New Mexico False Claims Statutes
SCOPE:
All Company-affiliated facilities in the State of New Mexico including, but not limited to, hospitals, ambulatory surgery centers, home health agencies, physician practices, and all Corporate Departments and Divisions.
PURPOSE:
To comply with certain requirements set forth in the Deficit Reduction Act of 2005 (the "DRA") with regard to federal and state false claims laws.
DEFINITIONS:
Contractor or agent includes any contractor, subcontractor, agent, or other person which or who, on behalf of the facility, furnishes or otherwise authorizes the furnishing of Medicare or Medicaid health care items or services, performs billing or coding functions, or is involved in monitoring of health care provided by the facility.
POLICY:
Company-affiliated facilities in New Mexico must ensure that all employees, including management and any contractors or agents, are educated regarding the federal and state false claims statutes and the role of such laws in preventing and detecting fraud, waste and abuse in federal health care programs.
FALSE CLAIMS LAWS
One of the primary purposes of false claims laws is to combat fraud and abuse in government health care programs. False claims laws do this by making it possible for the government to bring civil actions to recover damages and penalties when healthcare providers submit false claims. These laws often permit qui tam suits as well, which are lawsuits brought by lay people, typically employees or former employees of healthcare facilities that submit false claims. There is a federal False Claims Act. New Mexico has adopted a similar false claims act that contains qui tam and whistleblower protection provisions that are similar to those found in the federal False Claims Act. Additionally, New Mexico has adopted a generally applicable Medicaid antifraud statute that is intended to prevent the submission of false and fraudulent claims to the New Mexico Medicaid program.
FEDERAL FALSE CLAIMS LAWS
Under the federal False Claims Act, any person or entity that knowingly submits a false or fraudulent claim for payment of United States Government funds is liable for significant penalties and fines. The fines include a penalty of up to three times the Government's damages, civil penalties ranging from $14,308 to $28,619 per false claim, subject to annual inflation adjustments, and the costs of the civil action against the entity that submitted the false claims. Generally, the federal False Claims Act applies to any federally funded program. The federal False Claims Act applies, for example, to claims submitted by healthcare providers to Medicare or Medicaid.
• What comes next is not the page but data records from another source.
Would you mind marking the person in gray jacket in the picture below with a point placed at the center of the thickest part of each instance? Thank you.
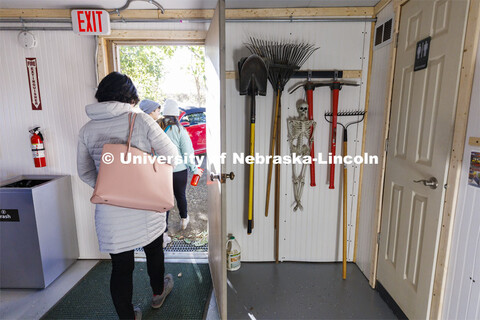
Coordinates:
(121, 230)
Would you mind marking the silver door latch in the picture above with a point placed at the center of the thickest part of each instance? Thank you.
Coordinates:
(432, 182)
(223, 177)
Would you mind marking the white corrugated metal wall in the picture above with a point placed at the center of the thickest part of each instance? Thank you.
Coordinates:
(66, 70)
(314, 234)
(373, 144)
(462, 295)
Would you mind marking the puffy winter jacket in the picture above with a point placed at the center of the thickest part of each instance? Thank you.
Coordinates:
(182, 141)
(120, 229)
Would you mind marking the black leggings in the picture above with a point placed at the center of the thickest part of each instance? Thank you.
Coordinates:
(121, 281)
(179, 187)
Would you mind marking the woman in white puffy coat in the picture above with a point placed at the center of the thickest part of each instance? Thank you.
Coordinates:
(121, 230)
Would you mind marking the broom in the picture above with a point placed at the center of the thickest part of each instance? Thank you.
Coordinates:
(282, 59)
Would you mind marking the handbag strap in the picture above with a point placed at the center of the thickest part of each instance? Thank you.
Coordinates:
(131, 121)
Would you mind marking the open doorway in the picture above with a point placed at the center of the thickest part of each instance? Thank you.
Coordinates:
(176, 71)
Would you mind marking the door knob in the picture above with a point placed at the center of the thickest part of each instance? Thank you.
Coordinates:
(432, 182)
(223, 177)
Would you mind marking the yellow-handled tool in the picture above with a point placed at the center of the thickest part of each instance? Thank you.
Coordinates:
(360, 116)
(253, 81)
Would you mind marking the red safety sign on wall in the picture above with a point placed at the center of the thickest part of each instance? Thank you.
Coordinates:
(90, 21)
(33, 83)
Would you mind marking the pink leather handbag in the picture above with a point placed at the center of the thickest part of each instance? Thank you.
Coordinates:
(143, 186)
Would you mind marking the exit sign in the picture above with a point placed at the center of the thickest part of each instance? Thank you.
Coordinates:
(90, 21)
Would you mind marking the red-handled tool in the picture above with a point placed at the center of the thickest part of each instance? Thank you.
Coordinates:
(309, 86)
(335, 86)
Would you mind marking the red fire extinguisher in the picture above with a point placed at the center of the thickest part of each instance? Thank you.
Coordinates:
(38, 149)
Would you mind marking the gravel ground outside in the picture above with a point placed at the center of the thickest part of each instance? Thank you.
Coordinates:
(196, 230)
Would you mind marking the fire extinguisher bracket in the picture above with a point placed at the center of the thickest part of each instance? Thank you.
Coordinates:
(38, 149)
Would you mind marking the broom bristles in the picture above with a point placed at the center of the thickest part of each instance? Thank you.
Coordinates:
(282, 58)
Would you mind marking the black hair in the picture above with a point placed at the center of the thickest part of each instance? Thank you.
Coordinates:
(117, 87)
(169, 121)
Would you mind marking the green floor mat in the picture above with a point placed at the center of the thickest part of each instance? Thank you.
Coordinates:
(90, 298)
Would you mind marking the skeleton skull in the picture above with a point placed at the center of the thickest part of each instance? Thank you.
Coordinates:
(302, 109)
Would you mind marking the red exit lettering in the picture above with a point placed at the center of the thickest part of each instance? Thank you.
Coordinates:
(87, 22)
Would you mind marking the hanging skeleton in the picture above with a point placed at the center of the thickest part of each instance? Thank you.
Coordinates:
(300, 138)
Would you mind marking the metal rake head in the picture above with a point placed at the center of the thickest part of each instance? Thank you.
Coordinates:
(346, 114)
(282, 58)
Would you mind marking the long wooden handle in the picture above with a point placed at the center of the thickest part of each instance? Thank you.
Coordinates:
(333, 138)
(272, 149)
(251, 166)
(344, 206)
(277, 186)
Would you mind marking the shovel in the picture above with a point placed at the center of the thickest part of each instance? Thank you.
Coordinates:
(253, 81)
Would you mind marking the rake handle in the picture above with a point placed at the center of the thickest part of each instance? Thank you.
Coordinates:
(277, 186)
(251, 173)
(344, 262)
(333, 144)
(312, 149)
(272, 150)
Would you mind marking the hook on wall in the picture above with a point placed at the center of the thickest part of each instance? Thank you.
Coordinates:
(127, 4)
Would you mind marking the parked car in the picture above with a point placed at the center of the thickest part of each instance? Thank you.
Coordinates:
(194, 121)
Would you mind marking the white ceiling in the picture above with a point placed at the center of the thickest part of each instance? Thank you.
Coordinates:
(184, 4)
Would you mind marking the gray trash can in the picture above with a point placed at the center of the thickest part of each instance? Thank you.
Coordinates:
(38, 236)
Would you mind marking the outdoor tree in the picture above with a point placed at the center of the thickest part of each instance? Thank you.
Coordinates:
(148, 67)
(197, 69)
(145, 66)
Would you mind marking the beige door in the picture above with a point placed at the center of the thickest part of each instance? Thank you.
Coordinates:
(420, 138)
(215, 74)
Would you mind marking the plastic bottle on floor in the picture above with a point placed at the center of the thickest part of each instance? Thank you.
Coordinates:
(233, 254)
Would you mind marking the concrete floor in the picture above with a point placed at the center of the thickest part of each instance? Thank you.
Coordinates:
(292, 290)
(29, 304)
(287, 290)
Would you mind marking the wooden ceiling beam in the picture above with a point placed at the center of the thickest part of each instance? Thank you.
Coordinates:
(201, 14)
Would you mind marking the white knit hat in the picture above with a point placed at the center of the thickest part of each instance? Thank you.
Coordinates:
(170, 108)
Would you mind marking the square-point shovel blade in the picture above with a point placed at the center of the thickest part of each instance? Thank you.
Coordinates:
(253, 75)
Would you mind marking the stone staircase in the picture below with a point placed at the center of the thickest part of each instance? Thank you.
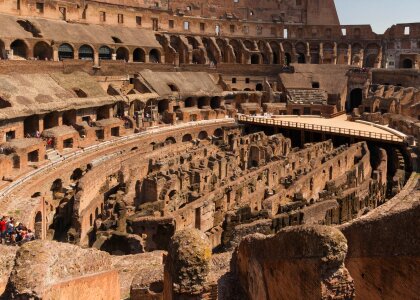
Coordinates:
(305, 96)
(52, 155)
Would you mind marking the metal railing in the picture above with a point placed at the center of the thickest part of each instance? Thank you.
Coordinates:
(322, 128)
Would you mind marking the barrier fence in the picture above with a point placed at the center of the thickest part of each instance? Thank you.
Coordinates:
(322, 128)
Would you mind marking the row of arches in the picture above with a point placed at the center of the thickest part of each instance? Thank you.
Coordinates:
(43, 51)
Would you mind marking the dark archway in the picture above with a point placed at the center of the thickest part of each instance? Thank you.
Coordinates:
(65, 51)
(370, 61)
(215, 102)
(203, 135)
(190, 102)
(356, 97)
(105, 53)
(187, 138)
(86, 52)
(2, 50)
(287, 59)
(19, 48)
(31, 125)
(301, 58)
(154, 56)
(42, 51)
(255, 59)
(122, 54)
(139, 55)
(407, 63)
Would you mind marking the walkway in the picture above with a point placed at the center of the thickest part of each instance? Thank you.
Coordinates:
(336, 126)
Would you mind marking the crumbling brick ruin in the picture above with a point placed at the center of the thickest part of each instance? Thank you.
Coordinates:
(207, 150)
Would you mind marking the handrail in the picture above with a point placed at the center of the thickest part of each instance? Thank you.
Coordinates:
(323, 128)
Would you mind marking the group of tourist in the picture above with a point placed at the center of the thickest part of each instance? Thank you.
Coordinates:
(14, 233)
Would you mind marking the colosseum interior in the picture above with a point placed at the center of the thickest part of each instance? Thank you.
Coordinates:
(208, 149)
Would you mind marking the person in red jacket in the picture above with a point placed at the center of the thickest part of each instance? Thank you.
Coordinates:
(3, 228)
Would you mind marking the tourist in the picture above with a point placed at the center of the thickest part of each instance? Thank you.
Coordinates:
(3, 227)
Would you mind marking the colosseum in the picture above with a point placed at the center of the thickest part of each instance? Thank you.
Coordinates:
(207, 149)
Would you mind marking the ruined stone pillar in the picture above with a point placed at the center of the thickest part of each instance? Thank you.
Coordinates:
(55, 55)
(187, 266)
(96, 58)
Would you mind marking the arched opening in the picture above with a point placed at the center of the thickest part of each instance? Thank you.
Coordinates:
(287, 59)
(86, 52)
(154, 56)
(65, 51)
(163, 105)
(42, 51)
(203, 135)
(170, 141)
(370, 61)
(407, 63)
(105, 53)
(218, 132)
(187, 138)
(4, 103)
(69, 117)
(76, 175)
(38, 225)
(189, 102)
(255, 59)
(122, 54)
(31, 125)
(356, 97)
(215, 102)
(301, 58)
(20, 49)
(2, 50)
(139, 55)
(202, 102)
(50, 120)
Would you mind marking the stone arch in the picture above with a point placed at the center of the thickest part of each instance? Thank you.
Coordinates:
(43, 51)
(202, 102)
(2, 50)
(20, 48)
(218, 132)
(163, 105)
(105, 53)
(187, 138)
(86, 52)
(301, 58)
(203, 135)
(237, 50)
(190, 102)
(370, 61)
(342, 54)
(314, 53)
(38, 225)
(31, 125)
(123, 54)
(65, 51)
(154, 56)
(170, 140)
(139, 55)
(77, 174)
(275, 47)
(255, 59)
(355, 99)
(215, 102)
(407, 64)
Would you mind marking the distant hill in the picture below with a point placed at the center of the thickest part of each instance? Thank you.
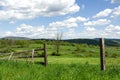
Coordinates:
(16, 38)
(108, 42)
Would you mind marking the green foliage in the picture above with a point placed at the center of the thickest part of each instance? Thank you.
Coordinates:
(29, 71)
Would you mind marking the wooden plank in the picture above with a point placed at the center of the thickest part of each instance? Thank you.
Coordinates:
(45, 55)
(102, 54)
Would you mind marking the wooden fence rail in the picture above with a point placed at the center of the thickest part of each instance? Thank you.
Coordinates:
(102, 54)
(33, 52)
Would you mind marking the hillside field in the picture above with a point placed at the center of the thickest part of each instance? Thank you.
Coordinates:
(74, 61)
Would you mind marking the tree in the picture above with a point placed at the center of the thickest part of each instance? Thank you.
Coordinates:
(58, 38)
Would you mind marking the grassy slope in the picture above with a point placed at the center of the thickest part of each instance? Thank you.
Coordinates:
(59, 69)
(73, 64)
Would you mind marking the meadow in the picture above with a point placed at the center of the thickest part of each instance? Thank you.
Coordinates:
(74, 62)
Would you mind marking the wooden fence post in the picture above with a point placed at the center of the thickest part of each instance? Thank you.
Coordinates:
(45, 55)
(102, 54)
(33, 55)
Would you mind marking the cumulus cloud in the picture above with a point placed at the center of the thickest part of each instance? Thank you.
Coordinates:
(69, 23)
(113, 31)
(103, 13)
(26, 31)
(115, 1)
(116, 12)
(97, 22)
(27, 9)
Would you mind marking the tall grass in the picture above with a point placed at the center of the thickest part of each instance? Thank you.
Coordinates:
(14, 70)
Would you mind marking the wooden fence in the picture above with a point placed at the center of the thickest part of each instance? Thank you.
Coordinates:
(32, 54)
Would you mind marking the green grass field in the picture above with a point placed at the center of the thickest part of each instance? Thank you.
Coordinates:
(75, 62)
(60, 68)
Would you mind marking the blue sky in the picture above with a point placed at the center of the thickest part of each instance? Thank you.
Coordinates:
(72, 18)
One of the unique aspects of the federal False Claims Act is the "qui tam" provision, commonly referred to as the "whistleblower" provision. This provision allows a private person with knowledge of a false claim to bring a civil action on behalf of the United States Government. The purpose of bringing the qui tam suit is to recover the funds paid by the Government as a result of the false claims. If the suit is ultimately successful, the whistleblower who initially brought the suit may be awarded a percentage of the funds recovered. In addition, the United States Government may elect to join the qui tam suit. In this case, if the suit is successful, the percentage of the funds awarded to the whistleblower is lower because the Government will take over the expenses of the suit. However, regardless of whether the Government participates in the lawsuit, the court may reduce the whistleblower's share of the proceeds if the court finds that the whistleblower planned and initiated the false claims violation. Further, if the whistleblower is convicted of criminal conduct related to his role in the false claims, the whistleblower will be dismissed from the civil action without receiving any portion of the proceeds.
The federal False Claims Act also contains a provision that protects a whistleblower from retaliation by his employer. This applies to any employee who is discharged, demoted, suspended, threatened, harassed, or discriminated against in his employment as a result of the employee's lawful acts in furtherance of a false claims action. The whistleblower may bring an action in the appropriate federal district court and is entitled to reinstatement with the same seniority status, two times the amount of back pay, interest on the back pay, and compensation for any special damages as a result of the discrimination, such as litigation costs and reasonable attorneys fees.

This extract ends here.